The system is too complicated for us to understand from the ground up how it all works, so we trust some aspects of the system implicitly. Thompson's example is the compiler, but it could as easily be the CPU or any other sufficiently complicated component. Probably we have long since passed the point of no return. All we can do is be aware of the trap we have set ourselves.

having two compilers is good

Posted Feb 28, 2009 15:14 UTC (Sat) by joib (subscriber, #8541) [Link] (4 responses)

In my experience the difference between Intel and gcc compilers for numerical code is, as a rough rule of thumb, maybe 10% in favor of Intel. I.e. it doesn't really signify. The trick with gcc is that while for the intel compilers is suffices to use just "-fast", for gcc the equivalent optimizer options is something like the following:

-O3 -ffast-math -funroll-loops -ftree-vectorize -march=native -mfpmath=sse

having two compilers is good

Posted Feb 28, 2009 18:18 UTC (Sat) by Trelane (subscriber, #56877) [Link] (3 responses)

might also check out the profiling support in gcc (compile with profiling, run the program in a hopefully representative way, and then re-compile based upon the profiling information), and some things like dropping frame pointers. Oh, and -mfpmath=sse and -march=native (in latest stable gcc; you might need to actually specify your arch if you're on an earlier version)

Have you benchmarked on atom? I'd be interested in that; I've not benchmarked on atom yet. I can tell you for certain that the speed difference on a sample piece of code I ran (I think it was relaxation to solve electric potential) saw a significant boost when compiled with intel's compiler vs gcc on ia64.

I'd expect atom's performance to be sensitive to scheduling, due to the in-order execution. You might overcome some of the limitations by explicitly marking hot and cold sections (latest stable gcc) and especially by marking probable/improbable branches (likely/unlikely attributes in gcc 4 and later (?))

having two compilers is good

Posted Feb 28, 2009 18:19 UTC (Sat) by Trelane (subscriber, #56877) [Link]

oh, you already have native and sse, nm. ;) Couldn't see your post while writing. Sorry.

having two compilers is good

Posted Mar 1, 2009 0:21 UTC (Sun) by joib (subscriber, #8541) [Link] (1 responses)

No, I haven't tested atom. There are a few people working on atom specific optimization for the gcc backend, see

http://gcc.gnu.org/ml/gcc-patches/2009-01/msg00923.html

These improvements will likely make it into 4.5, maybe a year or so from now. I agree that as atom is in-order it's more sensitive to compiler scheduling. Perhaps that will widen the gap between gcc and the Intel compilers, I don't know.

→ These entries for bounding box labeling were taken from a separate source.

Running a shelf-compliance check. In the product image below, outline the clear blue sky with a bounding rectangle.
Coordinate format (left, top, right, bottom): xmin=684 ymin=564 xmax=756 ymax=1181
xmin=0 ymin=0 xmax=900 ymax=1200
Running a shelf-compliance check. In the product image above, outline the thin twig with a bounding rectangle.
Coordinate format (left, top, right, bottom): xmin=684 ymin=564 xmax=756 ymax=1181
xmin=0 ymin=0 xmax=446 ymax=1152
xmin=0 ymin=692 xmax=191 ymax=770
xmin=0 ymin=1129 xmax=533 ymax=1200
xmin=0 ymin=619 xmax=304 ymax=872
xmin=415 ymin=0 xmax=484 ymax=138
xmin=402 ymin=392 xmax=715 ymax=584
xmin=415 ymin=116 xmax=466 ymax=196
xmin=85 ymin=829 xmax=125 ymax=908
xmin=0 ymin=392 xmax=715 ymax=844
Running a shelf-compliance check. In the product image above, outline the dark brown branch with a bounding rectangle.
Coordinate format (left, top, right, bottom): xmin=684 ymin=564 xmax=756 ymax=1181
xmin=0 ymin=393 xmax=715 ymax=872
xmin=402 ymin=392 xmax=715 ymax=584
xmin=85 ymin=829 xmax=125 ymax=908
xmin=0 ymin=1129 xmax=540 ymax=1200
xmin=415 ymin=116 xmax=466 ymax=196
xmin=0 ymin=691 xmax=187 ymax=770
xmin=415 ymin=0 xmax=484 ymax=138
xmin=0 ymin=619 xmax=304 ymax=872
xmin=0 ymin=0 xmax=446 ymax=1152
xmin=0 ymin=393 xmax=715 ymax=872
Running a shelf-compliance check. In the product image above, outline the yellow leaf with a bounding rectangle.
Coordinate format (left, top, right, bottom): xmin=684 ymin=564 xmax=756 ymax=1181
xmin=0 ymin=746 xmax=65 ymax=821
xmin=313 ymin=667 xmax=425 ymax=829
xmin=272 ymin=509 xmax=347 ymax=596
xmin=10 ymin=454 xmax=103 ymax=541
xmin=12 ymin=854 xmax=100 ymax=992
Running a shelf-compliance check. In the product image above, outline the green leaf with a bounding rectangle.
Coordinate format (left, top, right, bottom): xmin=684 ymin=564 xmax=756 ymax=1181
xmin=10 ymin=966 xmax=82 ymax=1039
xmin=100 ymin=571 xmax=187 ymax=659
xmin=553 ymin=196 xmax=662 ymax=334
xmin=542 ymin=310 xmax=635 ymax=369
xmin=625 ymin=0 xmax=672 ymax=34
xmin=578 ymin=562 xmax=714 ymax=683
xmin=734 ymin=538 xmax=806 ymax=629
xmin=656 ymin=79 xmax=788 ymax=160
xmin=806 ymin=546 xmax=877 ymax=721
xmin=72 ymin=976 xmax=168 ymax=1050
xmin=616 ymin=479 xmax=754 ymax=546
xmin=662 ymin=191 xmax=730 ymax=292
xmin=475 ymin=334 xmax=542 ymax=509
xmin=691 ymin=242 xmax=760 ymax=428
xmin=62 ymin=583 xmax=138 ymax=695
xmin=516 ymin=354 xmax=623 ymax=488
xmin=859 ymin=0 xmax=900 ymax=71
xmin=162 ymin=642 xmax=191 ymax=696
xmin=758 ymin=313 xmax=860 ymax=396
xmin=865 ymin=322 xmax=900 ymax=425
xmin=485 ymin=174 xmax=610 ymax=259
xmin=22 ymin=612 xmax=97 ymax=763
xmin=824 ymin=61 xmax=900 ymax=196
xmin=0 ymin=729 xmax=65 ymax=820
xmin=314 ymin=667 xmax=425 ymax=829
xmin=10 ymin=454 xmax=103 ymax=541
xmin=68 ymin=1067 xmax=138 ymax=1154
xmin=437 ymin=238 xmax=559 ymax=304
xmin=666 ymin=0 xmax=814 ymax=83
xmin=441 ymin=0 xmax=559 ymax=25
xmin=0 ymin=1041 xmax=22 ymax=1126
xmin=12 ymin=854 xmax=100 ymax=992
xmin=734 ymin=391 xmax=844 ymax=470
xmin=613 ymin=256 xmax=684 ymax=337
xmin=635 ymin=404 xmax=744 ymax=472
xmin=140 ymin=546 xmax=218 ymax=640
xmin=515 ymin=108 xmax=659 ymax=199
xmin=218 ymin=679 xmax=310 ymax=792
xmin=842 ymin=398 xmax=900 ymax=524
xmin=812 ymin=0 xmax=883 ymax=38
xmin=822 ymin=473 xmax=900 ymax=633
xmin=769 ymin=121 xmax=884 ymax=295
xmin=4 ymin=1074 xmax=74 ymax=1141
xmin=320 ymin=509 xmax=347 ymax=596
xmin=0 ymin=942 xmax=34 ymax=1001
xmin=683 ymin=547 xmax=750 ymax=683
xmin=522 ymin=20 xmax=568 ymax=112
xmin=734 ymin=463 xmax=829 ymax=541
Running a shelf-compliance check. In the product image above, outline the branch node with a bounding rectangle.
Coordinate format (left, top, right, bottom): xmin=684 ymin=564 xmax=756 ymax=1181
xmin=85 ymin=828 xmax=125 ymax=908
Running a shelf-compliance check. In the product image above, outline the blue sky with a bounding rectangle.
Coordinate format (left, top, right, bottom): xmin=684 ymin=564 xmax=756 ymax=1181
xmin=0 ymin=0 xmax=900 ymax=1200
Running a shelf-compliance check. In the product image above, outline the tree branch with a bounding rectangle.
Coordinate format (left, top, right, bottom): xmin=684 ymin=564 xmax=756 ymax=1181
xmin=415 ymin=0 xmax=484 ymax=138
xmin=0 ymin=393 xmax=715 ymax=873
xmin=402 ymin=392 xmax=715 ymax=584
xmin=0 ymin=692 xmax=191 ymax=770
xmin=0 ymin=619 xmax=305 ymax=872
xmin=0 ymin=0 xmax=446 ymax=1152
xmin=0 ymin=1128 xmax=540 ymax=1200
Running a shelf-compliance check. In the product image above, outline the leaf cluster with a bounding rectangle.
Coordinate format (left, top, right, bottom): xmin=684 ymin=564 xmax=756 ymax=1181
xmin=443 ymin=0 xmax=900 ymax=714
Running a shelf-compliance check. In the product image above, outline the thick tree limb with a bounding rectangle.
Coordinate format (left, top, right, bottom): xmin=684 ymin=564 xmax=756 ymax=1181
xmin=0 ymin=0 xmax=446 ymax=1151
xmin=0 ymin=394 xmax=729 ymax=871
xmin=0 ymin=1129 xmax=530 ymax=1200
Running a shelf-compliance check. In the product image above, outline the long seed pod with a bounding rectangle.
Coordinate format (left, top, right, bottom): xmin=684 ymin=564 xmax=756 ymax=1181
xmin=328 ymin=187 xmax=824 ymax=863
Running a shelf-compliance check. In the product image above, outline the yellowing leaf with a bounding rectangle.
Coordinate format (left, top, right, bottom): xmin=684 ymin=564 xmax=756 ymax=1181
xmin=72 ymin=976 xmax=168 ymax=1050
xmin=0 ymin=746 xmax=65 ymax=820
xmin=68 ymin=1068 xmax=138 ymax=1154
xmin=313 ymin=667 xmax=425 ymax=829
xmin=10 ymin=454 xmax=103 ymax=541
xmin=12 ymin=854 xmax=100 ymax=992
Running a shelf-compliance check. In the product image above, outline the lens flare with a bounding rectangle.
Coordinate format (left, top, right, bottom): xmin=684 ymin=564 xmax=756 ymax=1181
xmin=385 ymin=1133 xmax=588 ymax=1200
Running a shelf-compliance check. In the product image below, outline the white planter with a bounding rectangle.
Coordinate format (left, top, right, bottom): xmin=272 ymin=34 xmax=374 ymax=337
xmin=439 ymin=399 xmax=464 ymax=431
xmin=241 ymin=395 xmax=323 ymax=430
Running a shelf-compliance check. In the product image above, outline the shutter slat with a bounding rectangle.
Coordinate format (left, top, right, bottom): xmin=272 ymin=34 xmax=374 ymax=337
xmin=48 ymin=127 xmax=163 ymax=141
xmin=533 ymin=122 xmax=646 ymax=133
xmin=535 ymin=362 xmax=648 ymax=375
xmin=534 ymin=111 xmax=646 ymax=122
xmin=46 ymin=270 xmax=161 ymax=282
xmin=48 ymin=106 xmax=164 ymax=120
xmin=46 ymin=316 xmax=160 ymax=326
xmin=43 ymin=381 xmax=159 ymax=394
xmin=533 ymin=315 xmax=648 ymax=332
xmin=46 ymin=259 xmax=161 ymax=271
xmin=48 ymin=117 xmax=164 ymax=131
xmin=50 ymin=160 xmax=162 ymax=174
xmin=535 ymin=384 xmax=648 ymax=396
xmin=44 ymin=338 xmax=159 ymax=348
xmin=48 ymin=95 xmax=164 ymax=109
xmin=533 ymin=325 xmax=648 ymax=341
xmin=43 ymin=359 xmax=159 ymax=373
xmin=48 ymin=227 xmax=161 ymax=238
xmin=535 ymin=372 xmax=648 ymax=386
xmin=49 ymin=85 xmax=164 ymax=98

As for IA-64, that is such an oddball architecture with a very small user base that it's not exactly surprising that gcc developers haven't spent that much time on it. Intel obviously has the motivation to make IA-64 look good compared to other architectures.

having two compilers is good

Posted Mar 1, 2009 4:17 UTC (Sun) by Trelane (subscriber, #56877) [Link]

Looking forward to seeing those patches land. I use atom on my main laptop (eee 901), and I'd love to have good performance on it. I wonder how it fares in flops/watt and flops/USD to other chips. If it's good, I might have money for an atom cluster in a few years.

having two compilers is good

Posted Mar 1, 2009 8:24 UTC (Sun) by Trou.fr (subscriber, #26289) [Link]

I also discovered that GCC's handling of SSE intrinsics is (was?) absolutely terrible, at least in 4.3.
The assembly code for each operation looked like -O0 output, with loads and stores from memory at EACH step.
By hacking the original source code it was possible to trick GCC into generating better code but the register allocation still looked poor.

ICC (v10) by comparison, managed to be 3 times faster vs non hacked GCC code and still 2 times faster after hacking.